Apenas era una niña flacucha, de pelo rizado, enfermiza, cuando me paseaba por el pueblo, montada a horcajadas sobre los hombros de papá. Desde esa altura me sentía invencible, dotada de una fuerza divina, plácida de alegría y orgullo. Como si me llevara sobre sí unos de los gigantes más encumbrados de mi propio mundo mitológico de fantasías.
Mi padre iba a trabajar en bicicleta, día tras días, hasta el municipio de Camajuaní. Los fines de semana los dedicaba al campo y en la sala de mi casa había una pirámide rústica de sacos de arroz. Me llevaba a la escuela en las mañanas. Disfrutaba ese tramo tomada de su mano. ¡Siempre lo he admirado tanto! Una sola vez en la vida recibí una nalgada suya.
Todos los meses, por una cosa u otra, terminaba con un ciclo de Penicilina indicado por la única pediatra del pueblo en ese entonces. Mi mamá, al cobrar, separaba los 15 pesos que costaba la caja del antibiótico. Como aquello era un bucle temporal interminable, ya conocía al equipo de enfermería del policlínico y hasta los turnos por día y hora.
Esa tarde, cansada de tanto pinchazo necesario, en un acto de infantil rebeldía, decidí esconderme en el escaparate. Estaba tan flaca que cabía sin problemas y con el dedo meñique podía cerrar el pestillo desde adentro. A las tres de la tarde mi familia me buscaba por todos lados. Mientras yo, escondida entre colchas y piezas de ropa, como un pan con perro caliente, creía que podría librarme del pinchazo.
El asunto comenzó a subir de tono. Mi abuela hablaba de posibles secuestros y robos de infantes. Mi mamá no paraba de llorar y mi papá, asustado, dijo que llamaría a la Policía. La desesperación era tal, que decidí salir de mi escondite. Lo hice de pronto, como los conejos del sombrero mágico.

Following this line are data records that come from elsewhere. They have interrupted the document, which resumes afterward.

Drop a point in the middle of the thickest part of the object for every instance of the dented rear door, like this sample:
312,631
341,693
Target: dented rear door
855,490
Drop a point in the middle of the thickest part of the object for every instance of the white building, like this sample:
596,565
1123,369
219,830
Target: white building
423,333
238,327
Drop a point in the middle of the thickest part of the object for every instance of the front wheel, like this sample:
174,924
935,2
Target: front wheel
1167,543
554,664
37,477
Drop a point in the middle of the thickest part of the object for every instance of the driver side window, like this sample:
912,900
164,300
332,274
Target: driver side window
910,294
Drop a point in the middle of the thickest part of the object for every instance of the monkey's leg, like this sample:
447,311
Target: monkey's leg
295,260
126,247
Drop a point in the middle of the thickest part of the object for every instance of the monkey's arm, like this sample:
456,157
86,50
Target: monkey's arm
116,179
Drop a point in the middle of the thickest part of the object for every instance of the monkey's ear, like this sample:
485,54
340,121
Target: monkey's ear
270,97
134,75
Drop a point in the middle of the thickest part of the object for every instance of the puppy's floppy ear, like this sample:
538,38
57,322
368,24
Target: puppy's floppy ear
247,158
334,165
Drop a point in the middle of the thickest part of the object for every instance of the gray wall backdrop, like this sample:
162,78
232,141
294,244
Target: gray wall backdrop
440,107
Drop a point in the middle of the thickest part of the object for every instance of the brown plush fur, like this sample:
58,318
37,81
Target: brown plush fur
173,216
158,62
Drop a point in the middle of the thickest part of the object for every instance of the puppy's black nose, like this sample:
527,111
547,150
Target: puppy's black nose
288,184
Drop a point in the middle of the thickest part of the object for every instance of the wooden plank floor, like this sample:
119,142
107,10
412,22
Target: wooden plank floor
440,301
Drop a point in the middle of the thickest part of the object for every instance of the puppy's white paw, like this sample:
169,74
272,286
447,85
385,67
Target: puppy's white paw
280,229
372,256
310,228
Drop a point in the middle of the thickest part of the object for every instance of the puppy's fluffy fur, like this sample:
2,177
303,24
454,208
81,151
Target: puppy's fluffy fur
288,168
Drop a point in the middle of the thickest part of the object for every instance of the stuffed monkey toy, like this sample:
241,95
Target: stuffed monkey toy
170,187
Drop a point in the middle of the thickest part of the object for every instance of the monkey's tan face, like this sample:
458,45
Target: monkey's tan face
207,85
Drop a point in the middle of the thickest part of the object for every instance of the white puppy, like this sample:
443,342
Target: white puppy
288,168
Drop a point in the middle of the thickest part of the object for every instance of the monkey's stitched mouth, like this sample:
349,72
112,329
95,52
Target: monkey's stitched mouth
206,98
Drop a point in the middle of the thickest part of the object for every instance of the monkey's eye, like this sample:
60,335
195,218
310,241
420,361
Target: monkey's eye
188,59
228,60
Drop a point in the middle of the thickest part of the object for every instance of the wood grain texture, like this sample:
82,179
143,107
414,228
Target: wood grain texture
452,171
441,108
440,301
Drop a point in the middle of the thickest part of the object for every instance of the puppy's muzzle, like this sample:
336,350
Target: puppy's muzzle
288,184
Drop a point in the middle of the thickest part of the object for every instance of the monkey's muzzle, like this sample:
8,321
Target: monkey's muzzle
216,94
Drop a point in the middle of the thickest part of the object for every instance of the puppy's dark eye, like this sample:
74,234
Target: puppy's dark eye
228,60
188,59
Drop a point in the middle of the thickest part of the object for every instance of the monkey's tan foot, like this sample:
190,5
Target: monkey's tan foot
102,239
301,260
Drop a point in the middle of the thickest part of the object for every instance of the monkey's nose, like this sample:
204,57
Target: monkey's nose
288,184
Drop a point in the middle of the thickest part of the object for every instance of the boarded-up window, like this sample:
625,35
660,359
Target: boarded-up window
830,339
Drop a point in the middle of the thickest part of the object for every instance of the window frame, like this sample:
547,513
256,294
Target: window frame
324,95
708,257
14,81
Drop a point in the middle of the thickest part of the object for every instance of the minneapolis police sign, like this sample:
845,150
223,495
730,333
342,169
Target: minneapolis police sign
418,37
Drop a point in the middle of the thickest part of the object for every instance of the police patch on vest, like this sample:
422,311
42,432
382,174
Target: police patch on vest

Cuando me vio se sintió aliviado, pero no pasó por alto la travesura. En esa ocasión llegué «anestesiada» a recibir la «picada de mosquito». La enfermera Fortuna, con su cofia de un blanco impóluto, no me tuvo piedad.
Ahora, que he crecido, ya no lo veo tan alto como cuando era la niña que llevaba sobre sus hombros y paseaba por las calles de mi San Antonio de las Vueltas natal, en días de carnavales. Sin embargo, la madurez me ha destapado los ojos. En cada momento se erige inmenso, como un gigante, mi papá.